THE EXPRESSION on Katy’s face was no longer hero worship, and Laredo felt as if all the air had been let out of him. Bam! Just like that, he was an ordinary mortal again. And here he’d been dreaming of doing something big with his life.

“Never ridden a bull,” Katy murmured, as if she couldn’t believe her ears. “But you live at the Malfunction Junction Ranch. All your brothers bull ride. I saw the ribbons and trophies. There must have been hundreds.”

He shook his head. “Not me, though. Mason figured I was the one most likely to have a wandering foot that’d take to the rodeo lifestyle permanently. It’s one of the very few things I would admit that my brother guessed right about me. And Last never has, either, but that’s because he was the baby and Mason didn’t have time to teach him to ride much of anything except a horse. Actually, Last never really did learn to ride a horse very well.” He realized he was babbling, trying to fill in space so he wouldn’t have to finish letting Katy down.

“Wandering foot?” Katy repeated. “What does that have to do with staying on a bull?”

He ran a gentle finger along the curve of her chin. God, how he hated disappointing her. She really was a cute little thing in her sandals and long dress, just like a girl playing dress-up in her mother’s clothes.

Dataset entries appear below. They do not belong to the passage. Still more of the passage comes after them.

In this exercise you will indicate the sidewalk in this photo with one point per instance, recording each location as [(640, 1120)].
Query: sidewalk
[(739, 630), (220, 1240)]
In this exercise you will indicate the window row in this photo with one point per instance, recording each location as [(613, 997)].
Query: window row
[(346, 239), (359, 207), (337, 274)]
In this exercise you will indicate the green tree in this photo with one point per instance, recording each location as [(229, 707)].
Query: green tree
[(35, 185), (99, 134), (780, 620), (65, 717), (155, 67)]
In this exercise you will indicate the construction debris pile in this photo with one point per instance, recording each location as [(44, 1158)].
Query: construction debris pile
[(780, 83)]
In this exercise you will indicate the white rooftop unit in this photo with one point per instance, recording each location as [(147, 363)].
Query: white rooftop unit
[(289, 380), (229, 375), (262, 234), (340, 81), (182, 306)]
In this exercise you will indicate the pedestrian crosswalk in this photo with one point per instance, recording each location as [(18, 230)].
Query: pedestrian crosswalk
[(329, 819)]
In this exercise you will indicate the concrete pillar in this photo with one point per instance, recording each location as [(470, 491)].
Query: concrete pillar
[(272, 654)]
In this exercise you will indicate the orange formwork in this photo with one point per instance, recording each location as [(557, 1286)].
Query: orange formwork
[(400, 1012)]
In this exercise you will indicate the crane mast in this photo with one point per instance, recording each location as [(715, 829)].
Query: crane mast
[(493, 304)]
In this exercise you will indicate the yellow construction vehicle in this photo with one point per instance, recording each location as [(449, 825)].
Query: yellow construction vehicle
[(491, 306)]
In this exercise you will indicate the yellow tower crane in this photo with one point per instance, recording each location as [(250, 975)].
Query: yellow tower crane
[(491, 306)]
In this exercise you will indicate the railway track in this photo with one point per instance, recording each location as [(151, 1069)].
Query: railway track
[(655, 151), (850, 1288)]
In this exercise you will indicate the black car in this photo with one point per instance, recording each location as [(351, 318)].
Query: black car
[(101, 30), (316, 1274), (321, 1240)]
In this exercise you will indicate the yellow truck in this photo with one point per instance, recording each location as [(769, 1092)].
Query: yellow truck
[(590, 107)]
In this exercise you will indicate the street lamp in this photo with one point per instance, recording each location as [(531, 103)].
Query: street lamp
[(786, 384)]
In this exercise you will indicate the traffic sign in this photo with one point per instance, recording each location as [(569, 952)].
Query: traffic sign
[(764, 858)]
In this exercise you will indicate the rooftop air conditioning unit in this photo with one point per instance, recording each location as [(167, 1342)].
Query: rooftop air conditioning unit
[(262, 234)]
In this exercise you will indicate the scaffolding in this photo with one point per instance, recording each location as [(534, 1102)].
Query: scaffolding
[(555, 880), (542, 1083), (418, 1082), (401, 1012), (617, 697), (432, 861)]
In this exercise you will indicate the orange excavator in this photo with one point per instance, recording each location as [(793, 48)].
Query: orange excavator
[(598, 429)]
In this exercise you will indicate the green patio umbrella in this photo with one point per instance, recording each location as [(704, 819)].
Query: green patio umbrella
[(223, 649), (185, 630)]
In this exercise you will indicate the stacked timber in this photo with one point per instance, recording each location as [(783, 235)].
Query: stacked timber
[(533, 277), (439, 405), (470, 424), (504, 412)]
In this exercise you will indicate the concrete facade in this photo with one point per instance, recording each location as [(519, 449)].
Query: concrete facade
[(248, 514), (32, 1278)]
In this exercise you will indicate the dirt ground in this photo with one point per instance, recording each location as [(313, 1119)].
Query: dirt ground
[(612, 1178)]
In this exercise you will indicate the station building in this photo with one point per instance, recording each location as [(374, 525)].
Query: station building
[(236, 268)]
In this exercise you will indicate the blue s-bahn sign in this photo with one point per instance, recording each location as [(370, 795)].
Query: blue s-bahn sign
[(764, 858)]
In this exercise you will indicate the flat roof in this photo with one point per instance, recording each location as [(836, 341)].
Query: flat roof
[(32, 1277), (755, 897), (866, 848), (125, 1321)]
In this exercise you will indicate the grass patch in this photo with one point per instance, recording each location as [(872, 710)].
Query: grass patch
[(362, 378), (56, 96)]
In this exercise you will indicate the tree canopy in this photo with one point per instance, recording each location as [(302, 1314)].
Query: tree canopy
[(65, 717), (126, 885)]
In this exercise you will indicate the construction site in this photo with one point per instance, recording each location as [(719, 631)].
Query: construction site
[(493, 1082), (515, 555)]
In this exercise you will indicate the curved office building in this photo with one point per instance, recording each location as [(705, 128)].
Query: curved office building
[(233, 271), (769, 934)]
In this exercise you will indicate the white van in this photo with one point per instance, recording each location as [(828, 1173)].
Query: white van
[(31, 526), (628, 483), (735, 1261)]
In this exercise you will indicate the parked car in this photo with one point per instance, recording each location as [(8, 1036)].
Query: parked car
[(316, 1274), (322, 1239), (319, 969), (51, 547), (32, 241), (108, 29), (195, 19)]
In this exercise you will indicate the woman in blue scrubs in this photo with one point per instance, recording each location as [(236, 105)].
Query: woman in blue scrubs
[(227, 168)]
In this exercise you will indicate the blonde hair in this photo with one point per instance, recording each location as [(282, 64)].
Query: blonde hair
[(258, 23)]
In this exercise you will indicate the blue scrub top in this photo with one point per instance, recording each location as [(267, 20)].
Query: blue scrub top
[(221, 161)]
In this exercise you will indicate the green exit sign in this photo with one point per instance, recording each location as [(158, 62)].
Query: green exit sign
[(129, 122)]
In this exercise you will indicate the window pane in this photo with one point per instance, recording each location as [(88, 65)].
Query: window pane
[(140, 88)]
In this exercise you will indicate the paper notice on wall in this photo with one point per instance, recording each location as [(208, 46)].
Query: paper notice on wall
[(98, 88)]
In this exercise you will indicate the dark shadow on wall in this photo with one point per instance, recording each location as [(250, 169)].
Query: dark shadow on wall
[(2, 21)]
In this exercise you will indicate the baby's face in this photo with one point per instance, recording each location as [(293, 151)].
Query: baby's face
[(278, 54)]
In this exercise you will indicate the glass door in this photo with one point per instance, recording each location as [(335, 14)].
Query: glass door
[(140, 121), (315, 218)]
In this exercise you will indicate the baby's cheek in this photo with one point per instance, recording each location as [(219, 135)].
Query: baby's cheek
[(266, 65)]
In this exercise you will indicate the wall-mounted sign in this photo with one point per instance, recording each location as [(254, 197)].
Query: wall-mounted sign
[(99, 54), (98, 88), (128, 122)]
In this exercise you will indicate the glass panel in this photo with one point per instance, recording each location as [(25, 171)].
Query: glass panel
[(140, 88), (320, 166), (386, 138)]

He liked the fact that she had little or no makeup on. Her hair was a bit ruffled, which he wouldn’t have expected for someone who worked in a beauty salon. Everything about her seemed somehow fresh and innocent, from her big blue eyes to the dark bangs that framed them. “Mason was determined to keep our family together. It’s a long story, but it has to do with the fact that our father left when most of us were young and Mason got stuck with the details of parenting. He made decisions the best he could. Sometimes he was wrong. But most of the time, he was dead-on.”

“So you’re a restless type.”

“That’s right.”

She pulled her chin away from his finger. “I wouldn’t know the feeling.”

He eyed her, knowing that she wouldn’t find that adjective attractive in a man. But that was okay, because he wasn’t trying to suit himself up to be attractive to her. “I don’t suspect you would.”

“So you never got to ride a bull?”

“I could have sneaked around. Last wasn’t supposed to, either, but he did just the same. Mason didn’t want the baby of the family busting himself up.”

“Of course not,” she murmured.

“But Last has always done whatever he pleased.”

She glanced up at him. “But you obeyed your brother.”

He shrugged. “I couldn’t quibble with his logic. I didn’t want the family separated myself, and I wouldn’t have been the one to do it. No one else seemed to have a hankering to leave the ranch like I did.”

“You’ve left now,” she said.

“Yes.”

Hope flared in her eyes. “Maybe now is the time to disobey Mason about bull riding!”

He laughed. “I don’t have to obey him anymore. But I wouldn’t be any good at riding, Katy. I never learned. And there’s more to it than getting on.”

She looked as if she might cry any second.

“Here,” he said gently, “let’s take a walk. Tell me what’s going on, and maybe I can help you resolve your situation.”

“I need a hero,” she said stubbornly.

He placed a hand dramatically over his chest. “I promise I think better than I ride. Come on. Walk and talk.”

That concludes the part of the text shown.